Attualmente in visione: Uci Cinemas

 

 Il ‘Babadook’ è l’uomo nero partorito dall’immaginario della regista australiana Jennifer Kent, alle prese con il suo primo lungometraggio. E se chi ben comincia è a metà dell’opera, la sensazione è che ne vedremo ancora delle belle. Quel che viene presentato al pubblico come un semplice film horror in realtà è molto, molto di più. Gli archetipi del genere sono gli stessi: casa infestata, porte che sbattono, luci che vanno e vengono… Ma sotto la patina da banale filmetto horror, ‘Babadook’ cela un cuore diverso, quasi magnanimo. L’intento della regista, evidentemente, non è quello di spaventare/terrorizzare lo spettatore a un livello superficiale, come la maggior parte degli horror contemporanei si propongono di fare: niente sbalzi dalla sedia, niente sangue a catinelle e pure la visione dell’attrazione principale – ‘l’uomo nero’ – è saggiamente centellinata, ridotta volutamente all’osso.

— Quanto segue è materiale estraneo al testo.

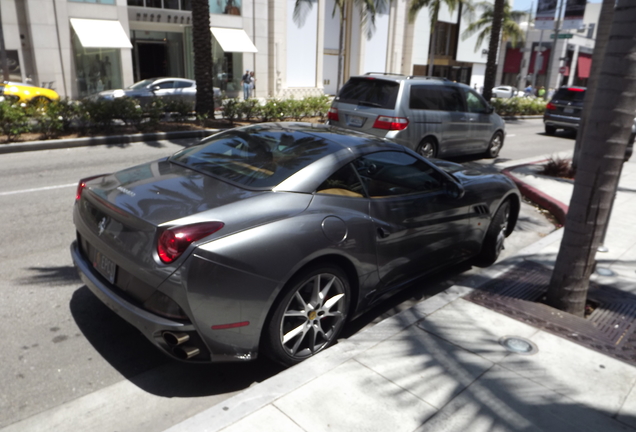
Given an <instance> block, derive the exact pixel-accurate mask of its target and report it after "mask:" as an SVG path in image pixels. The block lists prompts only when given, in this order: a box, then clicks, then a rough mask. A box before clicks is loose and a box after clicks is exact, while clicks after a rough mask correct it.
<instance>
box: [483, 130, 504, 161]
mask: <svg viewBox="0 0 636 432" xmlns="http://www.w3.org/2000/svg"><path fill="white" fill-rule="evenodd" d="M502 147H503V134H502V133H501V132H495V134H494V135H493V136H492V138H491V139H490V143H489V144H488V149H487V150H486V157H489V158H492V159H494V158H496V157H497V156H499V152H500V151H501V149H502Z"/></svg>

‘Babadook‘ è quello che potremmo tranquillamente definire un ‘horror intelligente’. Un horror che porta in grembo una morale, un insegnamento. L’obiettivo della Kent, infatti, pare quello di ridiscutere determinati modelli familiari, la mancata elaborazione del lutto da parte della protagonista, Amelia – tormentata dalla scomparsa del marito in un incidente stradale il giorno stesso della nascita del figlio Samuel – e la gestione dei propri demoni, quelli interiori; non quelli spuntati dall’oltretomba o da chissà quale altra dimensione ultraterrena. In questo senso il ‘Babadook’ – l’uomo nero dal lungo mantello, un po’ Freddy Kruger un po’ Edward mani di forbice – rappresenta più una metafora di vita che una figura demoniaca vera e propria. Il ‘Babadook’ si nasconde dentro ognuno di noi, si ciba delle nostre paure e insicurezze. Più noi le alimentiamo e più lui diventa forte. Soltanto attraverso l’accettazione del dolore che proviamo – non in termini di resa, ma di scelta matura e consapevole – la sua attività può placarsi. Il genere, dunque, non è altro che un medium; un canale attraverso il quale la regista opera al fine di mettere in scena un altro tipo di ‘orrore’: quello di una quotidianità che può diventare realmente ‘mostruosa’ e opprimente, se affrontata nel modo sbagliato. Un film a basso costo, dall’animo indipendente, che ancora una volta dimostra come le idee migliori affiorino lontano dalle logiche coercitive degli studios, veri e propri repellenti di creatività. Un film per appassionati, pieno zeppo d’influenze e citazioni pescate dal calderone dei grandi: dalle repulsioni di Roman Polanski agli shock di Mario Bava, dalle suggestioni visive di David Lynch ai tributi al cinema delle origini, quello dei pionieri Georges Méliès e Segundo de Chomòn. E la lista potrebbe ancora allungarsi.

Le atmosfere e le suggestioni vagamente espressioniste che pervadono la pellicola, inoltre, offrono alle ambientazioni quel tocco spettrale, di mistero e magia in più. Recitazione sublime. Probabilmente, non siamo in presenza né di un capolavoro né di una pietra miliare della storia del cinema, ma di una pellicola coraggiosa che – speriamo – possa ridare lustro al tanto bistrattato cinema horror, spesso declassato a mero genere di consumo e d’intrattenimento di basso livello.